Equilibrium shapes and elastic moduli

The shapes that were computed for the elastic shell representing the nucleus, and for the engulfing cylindrical elastic layer representing the hollow actin cylinder, are shown for gradually increasing values of the Young's modulus of the shell, E_s (Fig. 4). The color code corresponds to values of the elastic energy density measured in kJ/m³. Using the entire collection of computed equilibrium shapes for different values of the elastic modulus, E_s and ν_s, we generated two diagrams that describe the expected values of semiaxes of the deformed shell’s final shape (Fig. 5). The first diagram (Fig. 5 A) displays axes in absolute values, whereas the second diagram (Fig. 5 B) shows the same data as a dimensionless ratio of the polar and equatorial radii.

Figure 4.

Equilibrium shapes (cross-sectional view) of the nucleus and the actin tube for increasing values of the Young's modulus of the nucleus, E_s = 25, 60, 100, and 150 kPa at ν_s = 0.3. The values of the corresponding nucleus semiaxes: equator radius, a, and polar radius, c, are represented in μm below each image. Color bars represent the volume density of the elastic energy measured in kJ/m³. To see this figure in color, go online.

Figure 5.

Computed dimensions of the nucleus in the semiellipsoidal approximation as a function of the elastic moduli E_s and ν_s. (A) Absolute values of the semiaxes of the final deformed nucleus. (B) Ratio of the polar radius to the equator radius. The gray dotted line represents the average observed ratio of the axes of the deformed nucleus (2:1) that corresponds to E_s ∼ 60 kPa and ν_s > 0.3.

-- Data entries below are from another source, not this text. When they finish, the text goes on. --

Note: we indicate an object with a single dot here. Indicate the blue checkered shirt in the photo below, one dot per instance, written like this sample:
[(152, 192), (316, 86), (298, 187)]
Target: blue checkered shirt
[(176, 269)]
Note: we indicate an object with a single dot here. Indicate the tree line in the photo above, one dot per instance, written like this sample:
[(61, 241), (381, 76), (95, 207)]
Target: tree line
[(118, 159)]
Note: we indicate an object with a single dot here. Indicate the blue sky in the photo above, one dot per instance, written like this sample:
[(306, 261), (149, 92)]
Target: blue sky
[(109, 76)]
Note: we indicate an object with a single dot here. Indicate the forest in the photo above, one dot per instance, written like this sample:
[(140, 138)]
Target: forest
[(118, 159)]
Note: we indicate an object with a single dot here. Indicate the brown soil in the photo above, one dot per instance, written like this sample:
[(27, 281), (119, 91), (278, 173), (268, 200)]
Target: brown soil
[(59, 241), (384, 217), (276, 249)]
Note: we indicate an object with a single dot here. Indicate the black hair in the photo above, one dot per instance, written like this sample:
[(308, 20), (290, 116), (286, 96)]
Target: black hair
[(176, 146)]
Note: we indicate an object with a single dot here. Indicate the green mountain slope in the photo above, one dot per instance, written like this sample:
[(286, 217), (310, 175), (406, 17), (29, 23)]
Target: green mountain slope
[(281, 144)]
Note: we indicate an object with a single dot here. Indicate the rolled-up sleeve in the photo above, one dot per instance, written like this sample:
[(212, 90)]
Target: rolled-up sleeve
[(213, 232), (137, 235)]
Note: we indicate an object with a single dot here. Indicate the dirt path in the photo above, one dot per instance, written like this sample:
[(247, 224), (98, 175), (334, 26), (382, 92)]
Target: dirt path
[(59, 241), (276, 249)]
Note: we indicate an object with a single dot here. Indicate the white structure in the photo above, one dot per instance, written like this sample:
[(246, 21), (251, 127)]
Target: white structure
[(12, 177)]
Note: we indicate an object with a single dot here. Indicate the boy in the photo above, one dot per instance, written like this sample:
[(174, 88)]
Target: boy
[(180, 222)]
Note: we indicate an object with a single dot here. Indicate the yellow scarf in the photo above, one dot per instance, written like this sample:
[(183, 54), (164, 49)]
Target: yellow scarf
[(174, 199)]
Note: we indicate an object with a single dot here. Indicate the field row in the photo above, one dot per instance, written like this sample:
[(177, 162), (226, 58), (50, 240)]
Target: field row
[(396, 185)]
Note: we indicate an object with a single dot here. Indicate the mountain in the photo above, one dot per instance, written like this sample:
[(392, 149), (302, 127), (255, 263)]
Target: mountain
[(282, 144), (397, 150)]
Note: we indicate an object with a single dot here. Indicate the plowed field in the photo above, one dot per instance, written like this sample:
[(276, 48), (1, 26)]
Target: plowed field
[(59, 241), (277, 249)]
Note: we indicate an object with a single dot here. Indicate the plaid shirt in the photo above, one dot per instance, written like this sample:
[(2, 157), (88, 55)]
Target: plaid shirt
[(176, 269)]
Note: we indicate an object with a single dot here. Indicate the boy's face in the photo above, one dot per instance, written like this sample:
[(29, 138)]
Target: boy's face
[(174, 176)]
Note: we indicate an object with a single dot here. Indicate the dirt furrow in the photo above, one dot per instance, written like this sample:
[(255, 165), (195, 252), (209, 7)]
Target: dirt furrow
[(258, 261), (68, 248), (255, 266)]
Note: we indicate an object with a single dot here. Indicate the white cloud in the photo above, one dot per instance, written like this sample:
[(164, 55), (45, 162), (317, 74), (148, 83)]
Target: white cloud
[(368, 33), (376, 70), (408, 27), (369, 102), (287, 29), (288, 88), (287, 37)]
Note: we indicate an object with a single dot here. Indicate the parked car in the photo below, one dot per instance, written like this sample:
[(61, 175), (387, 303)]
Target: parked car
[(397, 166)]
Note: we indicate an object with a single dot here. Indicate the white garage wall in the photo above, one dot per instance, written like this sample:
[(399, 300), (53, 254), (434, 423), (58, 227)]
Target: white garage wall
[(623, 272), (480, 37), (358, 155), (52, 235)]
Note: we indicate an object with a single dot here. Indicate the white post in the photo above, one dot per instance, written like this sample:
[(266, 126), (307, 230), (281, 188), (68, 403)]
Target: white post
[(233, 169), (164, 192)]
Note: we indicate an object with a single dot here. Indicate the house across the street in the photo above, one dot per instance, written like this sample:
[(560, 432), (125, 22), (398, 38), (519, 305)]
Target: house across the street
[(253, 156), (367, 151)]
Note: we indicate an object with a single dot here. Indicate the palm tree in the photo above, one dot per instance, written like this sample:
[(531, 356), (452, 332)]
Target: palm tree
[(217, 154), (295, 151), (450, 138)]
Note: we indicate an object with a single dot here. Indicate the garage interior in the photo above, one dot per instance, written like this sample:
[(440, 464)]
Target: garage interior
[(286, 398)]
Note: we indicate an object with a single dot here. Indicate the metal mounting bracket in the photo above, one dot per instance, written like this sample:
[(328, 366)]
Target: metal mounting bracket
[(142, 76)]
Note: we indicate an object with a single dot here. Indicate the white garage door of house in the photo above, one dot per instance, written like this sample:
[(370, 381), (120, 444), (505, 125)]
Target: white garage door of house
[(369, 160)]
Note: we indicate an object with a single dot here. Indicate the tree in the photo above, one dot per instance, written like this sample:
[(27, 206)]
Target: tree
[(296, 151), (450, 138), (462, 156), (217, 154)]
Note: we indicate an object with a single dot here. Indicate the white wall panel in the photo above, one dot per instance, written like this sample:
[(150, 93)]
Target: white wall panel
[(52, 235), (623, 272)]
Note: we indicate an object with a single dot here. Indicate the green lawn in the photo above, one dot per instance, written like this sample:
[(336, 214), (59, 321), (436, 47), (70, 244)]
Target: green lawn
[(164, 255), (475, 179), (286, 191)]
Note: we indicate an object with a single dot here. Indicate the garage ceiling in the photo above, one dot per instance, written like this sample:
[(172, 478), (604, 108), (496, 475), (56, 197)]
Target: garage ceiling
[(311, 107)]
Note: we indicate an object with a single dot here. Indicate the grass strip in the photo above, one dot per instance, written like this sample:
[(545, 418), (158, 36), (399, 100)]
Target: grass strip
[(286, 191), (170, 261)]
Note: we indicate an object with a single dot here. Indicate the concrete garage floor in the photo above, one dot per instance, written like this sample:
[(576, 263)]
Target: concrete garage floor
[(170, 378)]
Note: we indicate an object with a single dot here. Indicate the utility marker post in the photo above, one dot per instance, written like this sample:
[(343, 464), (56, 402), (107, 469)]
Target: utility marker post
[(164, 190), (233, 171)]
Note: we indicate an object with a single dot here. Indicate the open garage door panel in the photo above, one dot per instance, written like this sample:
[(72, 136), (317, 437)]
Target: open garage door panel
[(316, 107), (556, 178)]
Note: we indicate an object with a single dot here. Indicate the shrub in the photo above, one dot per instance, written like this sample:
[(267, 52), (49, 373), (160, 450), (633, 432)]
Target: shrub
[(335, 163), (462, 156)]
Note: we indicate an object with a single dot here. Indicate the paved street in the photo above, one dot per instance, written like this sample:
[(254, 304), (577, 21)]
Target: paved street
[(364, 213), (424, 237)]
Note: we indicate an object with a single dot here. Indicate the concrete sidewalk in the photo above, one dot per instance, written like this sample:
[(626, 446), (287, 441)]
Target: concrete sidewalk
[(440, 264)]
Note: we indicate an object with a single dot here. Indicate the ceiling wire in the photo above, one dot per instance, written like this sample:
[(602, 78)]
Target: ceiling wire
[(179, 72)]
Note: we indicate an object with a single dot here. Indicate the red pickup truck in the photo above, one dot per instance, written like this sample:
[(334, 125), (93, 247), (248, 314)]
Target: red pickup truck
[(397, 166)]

The obtained shapes have to be compared with the typical shape of the experimentally observed deformed nuclei (see Experimental Support) (Fig. 6). The maximum aspect ratio of experimentally observed deformed nuclei is close to 2:1 (Figs. 6 B and S3). The best fitting of the computed shapes to observed shapes (Fig. 6 A) predicts the shell elastic moduli to be E_s ∼ 60 kPa and ν_s > 0. 3. The value obtained for the Young’s modulus, E_s, can be compared with the results from previously reported experiments on giant Xenopus oocytes, according to which the value of the two-dimensional Young’s modulus of the nuclear envelope is ∼25 mN/m (29). For our system, an effective two-dimensional Young’s modulus of the nuclear envelope can be obtained by integrating the determined value of E_s over the ∼100 nm thickness of the elastic shell, which gives ∼6 mN/m. Hence, the nuclear envelope of T cells appears to be somewhat softer than that of Xenopus oocytes, which may have numerous causes, including a difference in the thickness and density of the lamin layer.

Figure 6.

Fitting of the computed nuclear shape to the observed shape for the axis ratio 2:1. (A) Computed shape for E_s ∼ 60 kPa and ν_s > 0.3 created by rotation of the second image from the left in Fig. 4. (B) Observed shape with fluorescence imaging corresponding to the same axis ratio. Red, actin; blue, nucleus. To see this figure in color, go online.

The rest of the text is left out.